A school in the Danish town of Graested has sparked controversy after it decided to cancel a traditional Christmas service due to the presence of students of immigrant backgrounds.
The Gribskolen school came under a storm of criticism from parents of local children, education officials and leading Danish politicians after it announced that the annual traditional service at a local church will be scrapped since not all students are Christians.
“We took the decision because we have children of different faiths at the school than Protestants,” the school’s principal Marianne Vedersø Schmidt wrote in a letter to parents, as reported by The Daily Caller, citing local broadcaster TV2.
Schmidt contended that the decision may have been overdue as she considers the Christmas service to be “preaching,” which is prohibited under the country’s education law. She further noted that it should be “up to the individual families whether they wish to participate in private.”

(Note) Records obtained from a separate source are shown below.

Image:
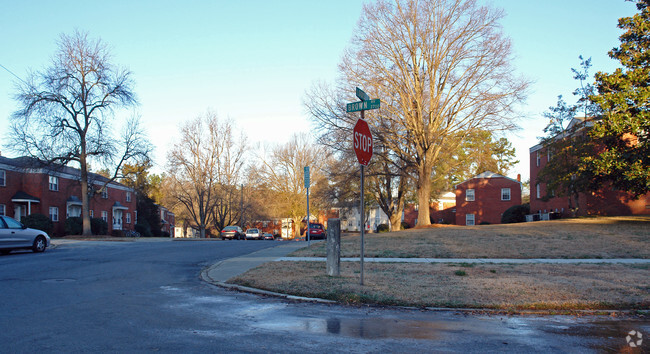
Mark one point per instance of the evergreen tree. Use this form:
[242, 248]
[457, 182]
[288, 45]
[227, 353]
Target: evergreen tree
[624, 97]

The local pastor who was scheduled to perform the service condemned the move saying Christmas was being “drained of its deeper meaning.” The decision was also denounced by Health Minister Ellen Trane Norby, who contended that “teaching the cultural values and knowledge connected to Christmas is an essential part” of the school’s duty to spread education.

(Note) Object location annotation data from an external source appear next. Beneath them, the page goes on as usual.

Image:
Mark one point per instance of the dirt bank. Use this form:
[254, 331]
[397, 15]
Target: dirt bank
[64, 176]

Some have accused the school of double standards, considering that it held a “Syria Week” last year, when students learned about the Muslim faith, ate Syrian food and tried performing Syrian dances.
“I don’t see why our tradition has to be taken away from us, just because someone else at the school believes in something else,” Mette Brüel-Holler, a parent of two enrolled daughters, told TV2.
“I come from a small community, where the church is important, and these traditions are beautiful. I remember enjoying them myself as a child, and they are a fundamental part of Christmas,” the parent added.
Prime Minister Lars Lokke Rasmussen, who grew up in the town and attended Gribskolen as a child, took to Facebook to plead with the school for a “re-do.”
Gribskolen board leader Charlotte Orland Pedersen stressed that the Christmas service was not canceled specifically to appease Muslim students, noting that at least eight different faiths are represented among the pupils.
The chairman of the School Leaders Association, Claus Hjortdal, pointed out that there is no provision that requires a church service at the end of the term, adding that many schools do not have one at all.
The local school board has called for an emergency meeting to determine if a compromise can be made on the matter, but the board said that they have no means of forcing Gribskolen into a decision.